Wednesday, May 28, 2008

La maldita manía de leer


El tema, propuesto por el gran Angeliko, es "Manías que tengan consecuencias". Esto es todo...

- Me llamo Javier Manías y soy lector compulsivo.

(¡Hola Javier!; ¡Bienvenido Javier!; ¡Te escuchamos, Javier!)

Quisiera comenzar mi intervención reconociendo delante de todos que durante años me he reído de estas reuniones. Siempre pensé que contar tus miserias, en voz alta y delante de desconocidos, tenía que ver más con el exhibicionismo que con una necesidad de desahogo. Sin embargo, llevo una semana sentado entre vosotros y me he ido reconociendo en cada una de vuestras historias. Escucharos me ha dado fuerzas; por eso hoy empiezo de nuevo: Me llamo Javier Manías y llevo 24 horas sin leer.

(¡Bravo, Javier!, ¡Ánimo, Javier!, ¡Creemos en ti, Javier!)

Me vais a permitir, por ser esta mi primera intervención ante vosotros, que no me remonte a mi infancia, por otro lado tan similar a la vuestra: una madre que me ignoró, siempre con la nariz sepultada en noveluchas rosas, con títulos tales como “Sueños de luna llena”o aún peores; un padre cabal que murió demasiado pronto, aplastado por un baúl que se desprendió del gancho de una mudanza y que contenía, entre otras cosas, la Espasa en edición completa más los apéndices actualizados y, sobre todo, muchas horas acompañado, solamente, por los personajes de cualquier libro, o de cualquier revista, o de cualquier periódico que encontrara. Daba igual.
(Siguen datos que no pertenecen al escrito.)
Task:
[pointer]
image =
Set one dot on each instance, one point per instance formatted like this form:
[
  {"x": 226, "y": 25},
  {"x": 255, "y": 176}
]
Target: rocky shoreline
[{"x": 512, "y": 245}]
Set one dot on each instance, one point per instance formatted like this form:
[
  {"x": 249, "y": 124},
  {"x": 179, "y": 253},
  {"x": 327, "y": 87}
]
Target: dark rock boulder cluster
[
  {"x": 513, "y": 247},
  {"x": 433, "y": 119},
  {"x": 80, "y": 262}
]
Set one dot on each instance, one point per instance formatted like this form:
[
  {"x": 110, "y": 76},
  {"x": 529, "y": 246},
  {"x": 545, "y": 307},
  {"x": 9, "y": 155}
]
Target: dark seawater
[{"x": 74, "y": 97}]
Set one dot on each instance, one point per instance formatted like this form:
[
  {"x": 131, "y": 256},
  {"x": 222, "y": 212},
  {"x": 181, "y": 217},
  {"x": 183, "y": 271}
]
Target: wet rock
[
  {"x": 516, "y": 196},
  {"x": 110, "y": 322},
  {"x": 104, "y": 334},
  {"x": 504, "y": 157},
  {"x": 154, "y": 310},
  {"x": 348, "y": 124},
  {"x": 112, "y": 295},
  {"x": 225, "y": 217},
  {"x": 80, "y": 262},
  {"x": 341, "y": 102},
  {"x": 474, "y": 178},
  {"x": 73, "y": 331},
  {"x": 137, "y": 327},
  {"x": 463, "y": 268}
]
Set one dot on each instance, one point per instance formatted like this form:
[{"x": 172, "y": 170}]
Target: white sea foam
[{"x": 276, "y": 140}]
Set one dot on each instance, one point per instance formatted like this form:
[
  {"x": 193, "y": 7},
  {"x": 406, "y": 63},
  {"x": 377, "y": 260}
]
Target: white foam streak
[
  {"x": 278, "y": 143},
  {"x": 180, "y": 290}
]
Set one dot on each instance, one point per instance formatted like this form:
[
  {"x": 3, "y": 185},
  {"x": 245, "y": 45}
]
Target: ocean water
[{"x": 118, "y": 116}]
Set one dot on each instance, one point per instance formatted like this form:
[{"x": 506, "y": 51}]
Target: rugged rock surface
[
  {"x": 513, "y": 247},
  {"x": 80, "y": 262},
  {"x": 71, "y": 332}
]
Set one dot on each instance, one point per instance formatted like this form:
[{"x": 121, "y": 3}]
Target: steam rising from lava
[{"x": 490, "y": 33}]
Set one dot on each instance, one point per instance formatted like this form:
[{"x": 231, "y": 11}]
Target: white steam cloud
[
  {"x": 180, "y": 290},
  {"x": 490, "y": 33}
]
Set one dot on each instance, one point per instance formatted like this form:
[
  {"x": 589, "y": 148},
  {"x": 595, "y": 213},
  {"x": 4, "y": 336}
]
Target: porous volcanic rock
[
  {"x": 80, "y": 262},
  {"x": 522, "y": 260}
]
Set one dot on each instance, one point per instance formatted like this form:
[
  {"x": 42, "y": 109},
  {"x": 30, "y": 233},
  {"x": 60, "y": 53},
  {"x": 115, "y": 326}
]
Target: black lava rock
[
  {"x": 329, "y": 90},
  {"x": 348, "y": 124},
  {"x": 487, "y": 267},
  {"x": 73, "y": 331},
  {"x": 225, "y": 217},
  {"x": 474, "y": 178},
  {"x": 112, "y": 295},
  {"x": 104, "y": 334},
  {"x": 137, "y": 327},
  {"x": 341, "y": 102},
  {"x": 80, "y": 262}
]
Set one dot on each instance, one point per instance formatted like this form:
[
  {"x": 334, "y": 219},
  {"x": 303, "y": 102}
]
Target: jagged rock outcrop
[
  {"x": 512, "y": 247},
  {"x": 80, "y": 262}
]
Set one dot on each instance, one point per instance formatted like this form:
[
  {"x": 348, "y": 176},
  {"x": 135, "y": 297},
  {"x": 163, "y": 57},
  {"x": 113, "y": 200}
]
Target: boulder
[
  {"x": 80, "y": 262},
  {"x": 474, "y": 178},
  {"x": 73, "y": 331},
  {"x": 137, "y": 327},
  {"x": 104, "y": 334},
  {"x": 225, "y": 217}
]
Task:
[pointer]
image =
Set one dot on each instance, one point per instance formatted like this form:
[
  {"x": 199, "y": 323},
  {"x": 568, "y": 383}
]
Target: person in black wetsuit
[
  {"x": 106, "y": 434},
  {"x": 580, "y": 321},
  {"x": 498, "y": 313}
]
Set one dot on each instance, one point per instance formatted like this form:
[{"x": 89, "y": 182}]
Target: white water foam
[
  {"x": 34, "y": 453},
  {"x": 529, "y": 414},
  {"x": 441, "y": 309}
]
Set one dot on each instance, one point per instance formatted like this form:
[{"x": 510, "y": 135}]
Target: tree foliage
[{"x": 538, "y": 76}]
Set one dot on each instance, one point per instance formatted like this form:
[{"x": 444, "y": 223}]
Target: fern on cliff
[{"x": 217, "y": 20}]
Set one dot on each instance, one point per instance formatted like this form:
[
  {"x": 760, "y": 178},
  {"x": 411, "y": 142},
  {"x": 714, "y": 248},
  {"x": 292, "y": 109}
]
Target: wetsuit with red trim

Confieso que me he chocado contra las farolas, enfrascado en la lectura. Recuerdo especialmente la rabia que me produjo que el SAMUR llegara en lo mejor de “Crimen y castigo, justo en el momento en que Rodión estaba a punto de descargar el hachazo en la cabeza de la anciana usurera; también la ocasión en que perdí el trabajo por escapar de los Orcos en las Minas de Moria. Debía haberme bajado del tren en Humanes y, cuando quise darme cuenta estaba en Calatayud. Algo normal, vamos.

(¡No es tan normal, Javier!, ¡Ya te vale, Javier!, ¡Un poco p´allá sí que estás, Javier!)

Pero hay algo aún peor. Hay algo que la maldita manía de leer ha arruinado por completo; algo que me ha devastado, que me ha aniquilado, que ha conseguido que me sienta una babosa pero que también ha conseguido traerme hasta aquí. Se trata de mi vida sexual.

(¡Cuéntanos, Javier!; ¡Dale, Javier!; ¡Esto se pone interesante, Javier!)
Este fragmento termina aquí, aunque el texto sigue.